Review: Elgato Facecam

The new Elgato Facecam is an interesting little beast. The company says it has focussed very much on the video procurement side of things to make it the best they can.

For example, unlike many webcams, the lens is proper glass, and the sensor is a Sony STARVIS CMOS unit.

For the technically minded, it has a focus range of 30-120mm, a fixed aperture of f/2.4, focal length of 24mm and an 82° field of view. Not bad for something that costs around $199 depending on where you buy.

It shoots up to 1080p at 60fps – so no 4K sadly -but I must admit the footage is not too shabby at all and more than adequate for the major purposes intended – Skype, Zoom, Teams and so on..

elgato softwareElgato says the Facecam’s processor has been optimised to “enhance highlights and automatically correct shadows”. If the image it produces is not quite to your liking, then the Facecam app you need to download has lots of fine tuning available including contrast, saturation and sharpness, exposure, white balance, and noise reduction.

You can either set the camera on automatic and let it do its thing or go fully manual.

A nice feature is the small amount of flash memory on board so you can save settings directly to the camera. This is useful if you swap from computer to computer a lot – say desktop to laptop as you do not have reset your favourite options all the time.

Power and video transmission is via USB-C, and a cable comes with the camera. For my initial setup, the cable wasn’t long enough so I press ganged an extension cable that is USB-C certified into the mix, but guess what? The software kept freezing intermittently before the camera locked up altogether. Removing the extender solved the problem, so here is another device where you need to use the supplied cable.

There is a lot of it about. It would be nice if the manufacturers somehow branded their cable to make it easy knowing what goes with what.
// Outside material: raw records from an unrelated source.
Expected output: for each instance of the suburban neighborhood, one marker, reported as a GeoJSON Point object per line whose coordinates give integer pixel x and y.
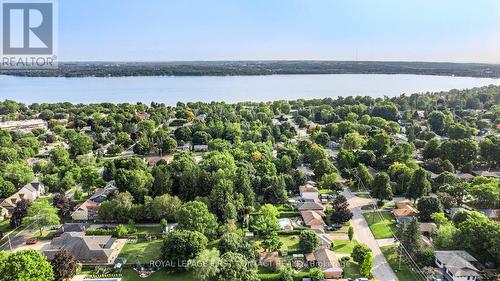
{"type": "Point", "coordinates": [356, 188]}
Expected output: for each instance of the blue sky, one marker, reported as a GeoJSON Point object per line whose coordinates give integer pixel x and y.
{"type": "Point", "coordinates": [168, 30]}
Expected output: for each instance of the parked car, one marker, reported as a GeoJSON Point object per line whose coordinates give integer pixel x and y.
{"type": "Point", "coordinates": [333, 227]}
{"type": "Point", "coordinates": [31, 241]}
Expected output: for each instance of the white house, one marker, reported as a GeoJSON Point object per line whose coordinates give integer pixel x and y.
{"type": "Point", "coordinates": [308, 191]}
{"type": "Point", "coordinates": [30, 191]}
{"type": "Point", "coordinates": [88, 210]}
{"type": "Point", "coordinates": [456, 265]}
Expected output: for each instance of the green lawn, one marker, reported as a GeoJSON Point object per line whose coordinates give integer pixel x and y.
{"type": "Point", "coordinates": [403, 272]}
{"type": "Point", "coordinates": [382, 224]}
{"type": "Point", "coordinates": [326, 191]}
{"type": "Point", "coordinates": [267, 274]}
{"type": "Point", "coordinates": [367, 207]}
{"type": "Point", "coordinates": [351, 270]}
{"type": "Point", "coordinates": [162, 275]}
{"type": "Point", "coordinates": [143, 251]}
{"type": "Point", "coordinates": [343, 246]}
{"type": "Point", "coordinates": [148, 229]}
{"type": "Point", "coordinates": [290, 243]}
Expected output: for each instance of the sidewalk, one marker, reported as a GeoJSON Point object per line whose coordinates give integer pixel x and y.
{"type": "Point", "coordinates": [381, 269]}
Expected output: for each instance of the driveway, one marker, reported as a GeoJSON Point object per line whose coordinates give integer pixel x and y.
{"type": "Point", "coordinates": [381, 269]}
{"type": "Point", "coordinates": [19, 240]}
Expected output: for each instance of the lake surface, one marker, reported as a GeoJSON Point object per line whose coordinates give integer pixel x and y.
{"type": "Point", "coordinates": [226, 88]}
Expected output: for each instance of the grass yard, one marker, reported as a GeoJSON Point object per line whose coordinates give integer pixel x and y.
{"type": "Point", "coordinates": [343, 246]}
{"type": "Point", "coordinates": [266, 274]}
{"type": "Point", "coordinates": [382, 224]}
{"type": "Point", "coordinates": [142, 251]}
{"type": "Point", "coordinates": [162, 275]}
{"type": "Point", "coordinates": [148, 229]}
{"type": "Point", "coordinates": [403, 272]}
{"type": "Point", "coordinates": [351, 270]}
{"type": "Point", "coordinates": [326, 191]}
{"type": "Point", "coordinates": [290, 243]}
{"type": "Point", "coordinates": [368, 207]}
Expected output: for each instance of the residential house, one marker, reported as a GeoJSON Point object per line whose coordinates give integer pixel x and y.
{"type": "Point", "coordinates": [404, 211]}
{"type": "Point", "coordinates": [200, 148]}
{"type": "Point", "coordinates": [426, 228]}
{"type": "Point", "coordinates": [184, 147]}
{"type": "Point", "coordinates": [30, 191]}
{"type": "Point", "coordinates": [308, 191]}
{"type": "Point", "coordinates": [327, 261]}
{"type": "Point", "coordinates": [493, 214]}
{"type": "Point", "coordinates": [333, 145]}
{"type": "Point", "coordinates": [456, 265]}
{"type": "Point", "coordinates": [102, 194]}
{"type": "Point", "coordinates": [285, 224]}
{"type": "Point", "coordinates": [73, 227]}
{"type": "Point", "coordinates": [492, 174]}
{"type": "Point", "coordinates": [88, 250]}
{"type": "Point", "coordinates": [313, 219]}
{"type": "Point", "coordinates": [313, 205]}
{"type": "Point", "coordinates": [465, 176]}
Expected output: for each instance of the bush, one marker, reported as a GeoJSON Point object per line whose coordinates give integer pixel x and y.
{"type": "Point", "coordinates": [425, 257]}
{"type": "Point", "coordinates": [309, 241]}
{"type": "Point", "coordinates": [359, 252]}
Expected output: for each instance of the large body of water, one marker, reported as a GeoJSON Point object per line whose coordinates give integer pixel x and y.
{"type": "Point", "coordinates": [226, 88]}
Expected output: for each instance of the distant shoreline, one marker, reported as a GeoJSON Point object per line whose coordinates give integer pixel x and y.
{"type": "Point", "coordinates": [260, 68]}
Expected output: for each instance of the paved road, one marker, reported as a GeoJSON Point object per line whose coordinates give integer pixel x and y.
{"type": "Point", "coordinates": [381, 269]}
{"type": "Point", "coordinates": [19, 240]}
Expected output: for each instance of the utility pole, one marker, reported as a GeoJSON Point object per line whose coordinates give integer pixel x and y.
{"type": "Point", "coordinates": [10, 244]}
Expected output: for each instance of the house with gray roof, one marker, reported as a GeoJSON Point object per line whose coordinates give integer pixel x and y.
{"type": "Point", "coordinates": [30, 192]}
{"type": "Point", "coordinates": [456, 265]}
{"type": "Point", "coordinates": [312, 205]}
{"type": "Point", "coordinates": [88, 250]}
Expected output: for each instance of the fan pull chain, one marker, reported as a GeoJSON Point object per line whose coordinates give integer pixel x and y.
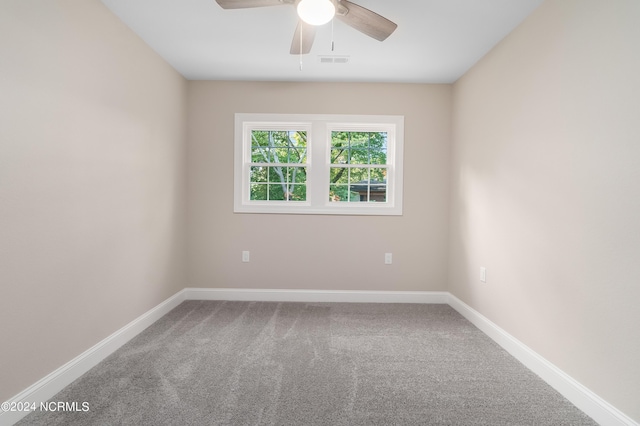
{"type": "Point", "coordinates": [332, 42]}
{"type": "Point", "coordinates": [301, 24]}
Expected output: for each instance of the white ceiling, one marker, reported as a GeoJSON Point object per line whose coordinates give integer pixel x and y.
{"type": "Point", "coordinates": [436, 41]}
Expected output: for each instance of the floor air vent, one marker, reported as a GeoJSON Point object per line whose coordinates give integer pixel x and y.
{"type": "Point", "coordinates": [334, 59]}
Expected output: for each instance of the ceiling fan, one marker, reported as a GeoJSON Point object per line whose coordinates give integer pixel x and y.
{"type": "Point", "coordinates": [318, 12]}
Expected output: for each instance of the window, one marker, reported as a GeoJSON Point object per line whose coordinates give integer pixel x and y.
{"type": "Point", "coordinates": [318, 164]}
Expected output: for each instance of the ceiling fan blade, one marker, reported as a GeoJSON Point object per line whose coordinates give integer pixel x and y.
{"type": "Point", "coordinates": [308, 34]}
{"type": "Point", "coordinates": [365, 20]}
{"type": "Point", "coordinates": [243, 4]}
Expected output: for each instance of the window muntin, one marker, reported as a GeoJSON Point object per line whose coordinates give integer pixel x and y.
{"type": "Point", "coordinates": [318, 164]}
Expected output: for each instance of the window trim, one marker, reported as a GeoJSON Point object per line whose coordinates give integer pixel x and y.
{"type": "Point", "coordinates": [319, 128]}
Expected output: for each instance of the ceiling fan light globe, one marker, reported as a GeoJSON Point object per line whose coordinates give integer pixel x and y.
{"type": "Point", "coordinates": [316, 12]}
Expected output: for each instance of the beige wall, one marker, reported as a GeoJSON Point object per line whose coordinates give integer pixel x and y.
{"type": "Point", "coordinates": [546, 191]}
{"type": "Point", "coordinates": [92, 183]}
{"type": "Point", "coordinates": [318, 252]}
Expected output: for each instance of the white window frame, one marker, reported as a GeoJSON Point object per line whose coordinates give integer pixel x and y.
{"type": "Point", "coordinates": [319, 128]}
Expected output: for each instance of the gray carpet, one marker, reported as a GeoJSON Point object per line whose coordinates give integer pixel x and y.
{"type": "Point", "coordinates": [244, 363]}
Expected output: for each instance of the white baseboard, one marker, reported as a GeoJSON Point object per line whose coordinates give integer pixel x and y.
{"type": "Point", "coordinates": [594, 406]}
{"type": "Point", "coordinates": [316, 296]}
{"type": "Point", "coordinates": [47, 387]}
{"type": "Point", "coordinates": [590, 403]}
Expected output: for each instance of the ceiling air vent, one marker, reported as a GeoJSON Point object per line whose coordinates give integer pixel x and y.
{"type": "Point", "coordinates": [334, 59]}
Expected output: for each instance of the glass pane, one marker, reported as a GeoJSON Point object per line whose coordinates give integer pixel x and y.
{"type": "Point", "coordinates": [259, 155]}
{"type": "Point", "coordinates": [359, 175]}
{"type": "Point", "coordinates": [340, 139]}
{"type": "Point", "coordinates": [278, 146]}
{"type": "Point", "coordinates": [339, 156]}
{"type": "Point", "coordinates": [258, 174]}
{"type": "Point", "coordinates": [359, 140]}
{"type": "Point", "coordinates": [298, 192]}
{"type": "Point", "coordinates": [296, 175]}
{"type": "Point", "coordinates": [259, 138]}
{"type": "Point", "coordinates": [377, 192]}
{"type": "Point", "coordinates": [275, 192]}
{"type": "Point", "coordinates": [279, 139]}
{"type": "Point", "coordinates": [339, 175]}
{"type": "Point", "coordinates": [378, 175]}
{"type": "Point", "coordinates": [359, 156]}
{"type": "Point", "coordinates": [258, 192]}
{"type": "Point", "coordinates": [339, 193]}
{"type": "Point", "coordinates": [378, 147]}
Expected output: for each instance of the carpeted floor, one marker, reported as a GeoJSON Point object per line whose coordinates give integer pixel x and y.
{"type": "Point", "coordinates": [259, 363]}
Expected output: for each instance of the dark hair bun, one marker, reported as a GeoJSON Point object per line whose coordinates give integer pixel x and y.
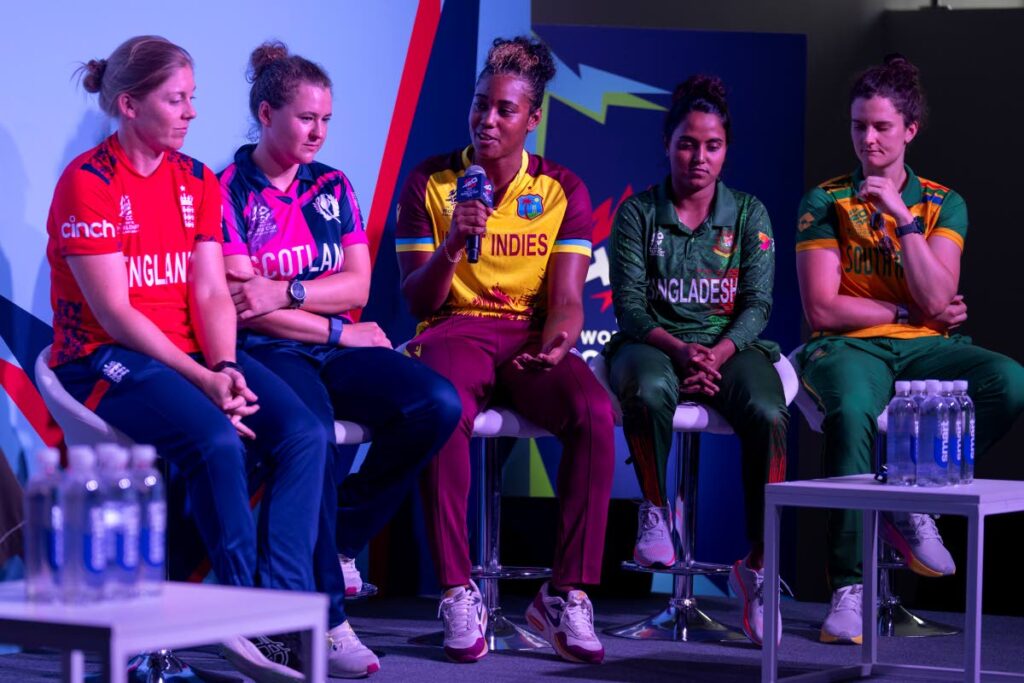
{"type": "Point", "coordinates": [264, 55]}
{"type": "Point", "coordinates": [700, 86]}
{"type": "Point", "coordinates": [92, 79]}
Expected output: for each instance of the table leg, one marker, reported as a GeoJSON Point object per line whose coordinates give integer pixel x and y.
{"type": "Point", "coordinates": [314, 652]}
{"type": "Point", "coordinates": [972, 626]}
{"type": "Point", "coordinates": [769, 654]}
{"type": "Point", "coordinates": [869, 605]}
{"type": "Point", "coordinates": [73, 667]}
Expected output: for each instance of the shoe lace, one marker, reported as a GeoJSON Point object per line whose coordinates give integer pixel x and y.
{"type": "Point", "coordinates": [848, 597]}
{"type": "Point", "coordinates": [460, 612]}
{"type": "Point", "coordinates": [579, 617]}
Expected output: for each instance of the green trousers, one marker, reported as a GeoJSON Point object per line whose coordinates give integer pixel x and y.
{"type": "Point", "coordinates": [852, 381]}
{"type": "Point", "coordinates": [750, 397]}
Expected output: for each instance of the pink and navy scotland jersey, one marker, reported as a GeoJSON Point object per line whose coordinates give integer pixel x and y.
{"type": "Point", "coordinates": [300, 233]}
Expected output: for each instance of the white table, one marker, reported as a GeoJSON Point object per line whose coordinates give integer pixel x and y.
{"type": "Point", "coordinates": [975, 501]}
{"type": "Point", "coordinates": [185, 614]}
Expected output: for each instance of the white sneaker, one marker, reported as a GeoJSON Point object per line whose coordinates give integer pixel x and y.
{"type": "Point", "coordinates": [465, 622]}
{"type": "Point", "coordinates": [653, 537]}
{"type": "Point", "coordinates": [350, 572]}
{"type": "Point", "coordinates": [245, 656]}
{"type": "Point", "coordinates": [567, 625]}
{"type": "Point", "coordinates": [844, 623]}
{"type": "Point", "coordinates": [346, 656]}
{"type": "Point", "coordinates": [916, 539]}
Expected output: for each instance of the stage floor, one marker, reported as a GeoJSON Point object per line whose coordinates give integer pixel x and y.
{"type": "Point", "coordinates": [386, 626]}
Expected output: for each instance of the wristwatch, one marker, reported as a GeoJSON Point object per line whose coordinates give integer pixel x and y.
{"type": "Point", "coordinates": [914, 225]}
{"type": "Point", "coordinates": [297, 293]}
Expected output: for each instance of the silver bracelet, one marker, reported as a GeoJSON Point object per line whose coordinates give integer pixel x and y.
{"type": "Point", "coordinates": [458, 256]}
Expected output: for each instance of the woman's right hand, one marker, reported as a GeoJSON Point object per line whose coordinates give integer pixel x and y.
{"type": "Point", "coordinates": [364, 334]}
{"type": "Point", "coordinates": [467, 219]}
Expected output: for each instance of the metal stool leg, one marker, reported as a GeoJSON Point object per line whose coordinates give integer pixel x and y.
{"type": "Point", "coordinates": [682, 620]}
{"type": "Point", "coordinates": [501, 634]}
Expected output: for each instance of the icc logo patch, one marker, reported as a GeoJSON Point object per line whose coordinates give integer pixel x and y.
{"type": "Point", "coordinates": [528, 206]}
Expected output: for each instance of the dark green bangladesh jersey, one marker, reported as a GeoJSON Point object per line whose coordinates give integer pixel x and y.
{"type": "Point", "coordinates": [700, 285]}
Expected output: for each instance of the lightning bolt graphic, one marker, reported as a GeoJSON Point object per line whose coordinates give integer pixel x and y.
{"type": "Point", "coordinates": [591, 92]}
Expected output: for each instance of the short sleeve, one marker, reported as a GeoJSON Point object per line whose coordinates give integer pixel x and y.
{"type": "Point", "coordinates": [816, 227]}
{"type": "Point", "coordinates": [414, 228]}
{"type": "Point", "coordinates": [85, 214]}
{"type": "Point", "coordinates": [577, 230]}
{"type": "Point", "coordinates": [952, 219]}
{"type": "Point", "coordinates": [352, 230]}
{"type": "Point", "coordinates": [208, 215]}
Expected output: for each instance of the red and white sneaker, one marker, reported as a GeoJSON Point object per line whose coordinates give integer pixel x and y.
{"type": "Point", "coordinates": [465, 622]}
{"type": "Point", "coordinates": [567, 625]}
{"type": "Point", "coordinates": [350, 572]}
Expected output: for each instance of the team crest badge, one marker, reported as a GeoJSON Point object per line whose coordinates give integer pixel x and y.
{"type": "Point", "coordinates": [529, 206]}
{"type": "Point", "coordinates": [327, 206]}
{"type": "Point", "coordinates": [726, 241]}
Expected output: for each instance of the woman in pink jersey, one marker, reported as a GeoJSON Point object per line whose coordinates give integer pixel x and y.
{"type": "Point", "coordinates": [144, 331]}
{"type": "Point", "coordinates": [297, 262]}
{"type": "Point", "coordinates": [502, 329]}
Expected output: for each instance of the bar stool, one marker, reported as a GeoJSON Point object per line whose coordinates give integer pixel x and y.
{"type": "Point", "coordinates": [682, 620]}
{"type": "Point", "coordinates": [894, 619]}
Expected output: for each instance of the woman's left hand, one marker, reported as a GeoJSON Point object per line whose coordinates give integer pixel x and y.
{"type": "Point", "coordinates": [255, 295]}
{"type": "Point", "coordinates": [551, 354]}
{"type": "Point", "coordinates": [884, 194]}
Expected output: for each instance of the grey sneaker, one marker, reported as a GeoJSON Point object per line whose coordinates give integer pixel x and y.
{"type": "Point", "coordinates": [916, 539]}
{"type": "Point", "coordinates": [844, 623]}
{"type": "Point", "coordinates": [653, 537]}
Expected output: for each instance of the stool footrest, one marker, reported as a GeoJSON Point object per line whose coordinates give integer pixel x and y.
{"type": "Point", "coordinates": [682, 569]}
{"type": "Point", "coordinates": [507, 571]}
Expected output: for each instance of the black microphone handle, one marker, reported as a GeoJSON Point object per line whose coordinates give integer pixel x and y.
{"type": "Point", "coordinates": [473, 248]}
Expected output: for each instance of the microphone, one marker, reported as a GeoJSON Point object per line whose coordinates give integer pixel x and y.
{"type": "Point", "coordinates": [474, 185]}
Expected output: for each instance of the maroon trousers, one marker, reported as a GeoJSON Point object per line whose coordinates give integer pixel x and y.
{"type": "Point", "coordinates": [475, 354]}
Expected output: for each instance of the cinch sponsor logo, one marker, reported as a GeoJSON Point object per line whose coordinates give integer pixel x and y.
{"type": "Point", "coordinates": [518, 245]}
{"type": "Point", "coordinates": [697, 290]}
{"type": "Point", "coordinates": [293, 261]}
{"type": "Point", "coordinates": [75, 228]}
{"type": "Point", "coordinates": [158, 269]}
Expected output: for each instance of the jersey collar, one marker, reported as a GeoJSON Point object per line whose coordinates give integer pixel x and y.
{"type": "Point", "coordinates": [911, 194]}
{"type": "Point", "coordinates": [724, 211]}
{"type": "Point", "coordinates": [255, 176]}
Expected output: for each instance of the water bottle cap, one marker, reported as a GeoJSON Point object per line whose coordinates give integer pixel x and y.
{"type": "Point", "coordinates": [81, 458]}
{"type": "Point", "coordinates": [112, 457]}
{"type": "Point", "coordinates": [143, 456]}
{"type": "Point", "coordinates": [48, 458]}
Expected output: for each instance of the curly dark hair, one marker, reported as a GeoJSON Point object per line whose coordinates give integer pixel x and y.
{"type": "Point", "coordinates": [522, 56]}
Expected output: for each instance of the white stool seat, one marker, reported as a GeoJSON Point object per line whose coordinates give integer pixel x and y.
{"type": "Point", "coordinates": [693, 417]}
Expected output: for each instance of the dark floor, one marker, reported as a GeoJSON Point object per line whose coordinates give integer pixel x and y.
{"type": "Point", "coordinates": [386, 626]}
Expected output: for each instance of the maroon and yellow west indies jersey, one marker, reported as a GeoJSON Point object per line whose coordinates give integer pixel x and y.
{"type": "Point", "coordinates": [832, 216]}
{"type": "Point", "coordinates": [546, 210]}
{"type": "Point", "coordinates": [102, 206]}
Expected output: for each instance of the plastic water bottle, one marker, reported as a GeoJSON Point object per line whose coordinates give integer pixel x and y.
{"type": "Point", "coordinates": [85, 542]}
{"type": "Point", "coordinates": [933, 454]}
{"type": "Point", "coordinates": [967, 431]}
{"type": "Point", "coordinates": [901, 437]}
{"type": "Point", "coordinates": [153, 530]}
{"type": "Point", "coordinates": [955, 433]}
{"type": "Point", "coordinates": [121, 514]}
{"type": "Point", "coordinates": [44, 529]}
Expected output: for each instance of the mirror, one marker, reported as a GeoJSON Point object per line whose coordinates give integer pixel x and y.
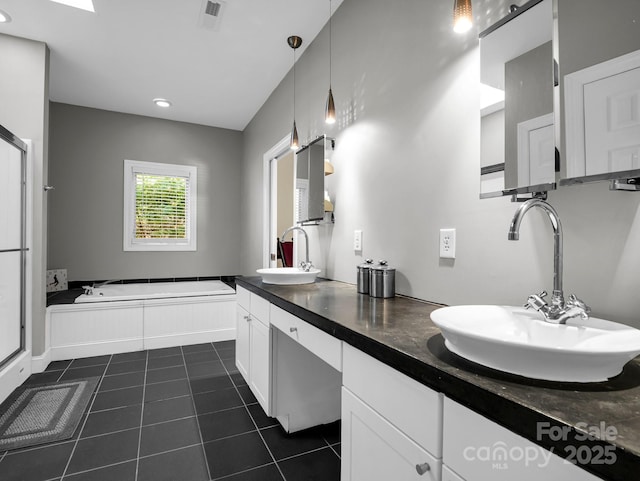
{"type": "Point", "coordinates": [517, 76]}
{"type": "Point", "coordinates": [599, 52]}
{"type": "Point", "coordinates": [310, 181]}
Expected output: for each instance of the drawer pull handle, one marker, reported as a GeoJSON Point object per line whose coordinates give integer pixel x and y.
{"type": "Point", "coordinates": [422, 468]}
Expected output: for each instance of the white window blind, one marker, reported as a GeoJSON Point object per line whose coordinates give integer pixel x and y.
{"type": "Point", "coordinates": [159, 206]}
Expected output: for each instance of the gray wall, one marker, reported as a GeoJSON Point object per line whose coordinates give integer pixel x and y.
{"type": "Point", "coordinates": [88, 147]}
{"type": "Point", "coordinates": [406, 164]}
{"type": "Point", "coordinates": [24, 97]}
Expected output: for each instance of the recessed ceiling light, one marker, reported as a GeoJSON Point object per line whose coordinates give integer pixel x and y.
{"type": "Point", "coordinates": [162, 103]}
{"type": "Point", "coordinates": [4, 17]}
{"type": "Point", "coordinates": [81, 4]}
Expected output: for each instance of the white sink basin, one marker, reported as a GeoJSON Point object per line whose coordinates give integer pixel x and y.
{"type": "Point", "coordinates": [288, 275]}
{"type": "Point", "coordinates": [518, 341]}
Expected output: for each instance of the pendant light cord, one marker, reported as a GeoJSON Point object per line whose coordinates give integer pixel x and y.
{"type": "Point", "coordinates": [330, 44]}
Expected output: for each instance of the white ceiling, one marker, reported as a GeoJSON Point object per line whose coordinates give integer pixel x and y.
{"type": "Point", "coordinates": [132, 51]}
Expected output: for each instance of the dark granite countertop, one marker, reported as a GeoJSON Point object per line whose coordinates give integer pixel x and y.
{"type": "Point", "coordinates": [399, 332]}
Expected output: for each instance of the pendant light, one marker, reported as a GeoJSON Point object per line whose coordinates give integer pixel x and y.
{"type": "Point", "coordinates": [294, 42]}
{"type": "Point", "coordinates": [330, 109]}
{"type": "Point", "coordinates": [462, 16]}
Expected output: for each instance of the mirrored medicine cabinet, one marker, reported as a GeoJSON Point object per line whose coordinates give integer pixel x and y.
{"type": "Point", "coordinates": [309, 181]}
{"type": "Point", "coordinates": [517, 77]}
{"type": "Point", "coordinates": [560, 87]}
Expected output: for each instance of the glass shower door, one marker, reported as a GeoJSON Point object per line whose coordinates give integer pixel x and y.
{"type": "Point", "coordinates": [12, 245]}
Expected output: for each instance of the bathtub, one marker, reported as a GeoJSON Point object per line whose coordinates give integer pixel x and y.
{"type": "Point", "coordinates": [133, 317]}
{"type": "Point", "coordinates": [155, 290]}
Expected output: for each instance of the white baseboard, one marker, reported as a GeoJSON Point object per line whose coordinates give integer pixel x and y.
{"type": "Point", "coordinates": [40, 363]}
{"type": "Point", "coordinates": [14, 374]}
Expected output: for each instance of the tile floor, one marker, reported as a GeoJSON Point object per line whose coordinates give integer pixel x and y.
{"type": "Point", "coordinates": [175, 414]}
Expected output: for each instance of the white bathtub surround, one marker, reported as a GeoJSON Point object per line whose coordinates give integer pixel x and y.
{"type": "Point", "coordinates": [155, 290]}
{"type": "Point", "coordinates": [126, 322]}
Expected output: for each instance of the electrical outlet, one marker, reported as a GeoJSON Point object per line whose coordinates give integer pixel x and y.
{"type": "Point", "coordinates": [357, 240]}
{"type": "Point", "coordinates": [448, 243]}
elgato mountThere are a couple of things that let the Facecam down slightly. It feels a little plasticky I have to say, and the mount is not as good as the system employed by say Logitech. There is just not enough “grab” area on the front side for my liking.

On the plus side there is a ¼” thread on the Facecam so it can be mounted on a standard tripod or indeed, as I am sure Elgato intended, onto their own system of arms and mounts (which just quietly is superb).

The last thing could be a deal breaker for many though. The Elgato Facecam has no built-in mic. Well, they do say they are concentrating on the optics. Of course, the company actually wants you to buy one of their (very good) mics, but for a lot of people this might be simply inconvenient and a stretch too far.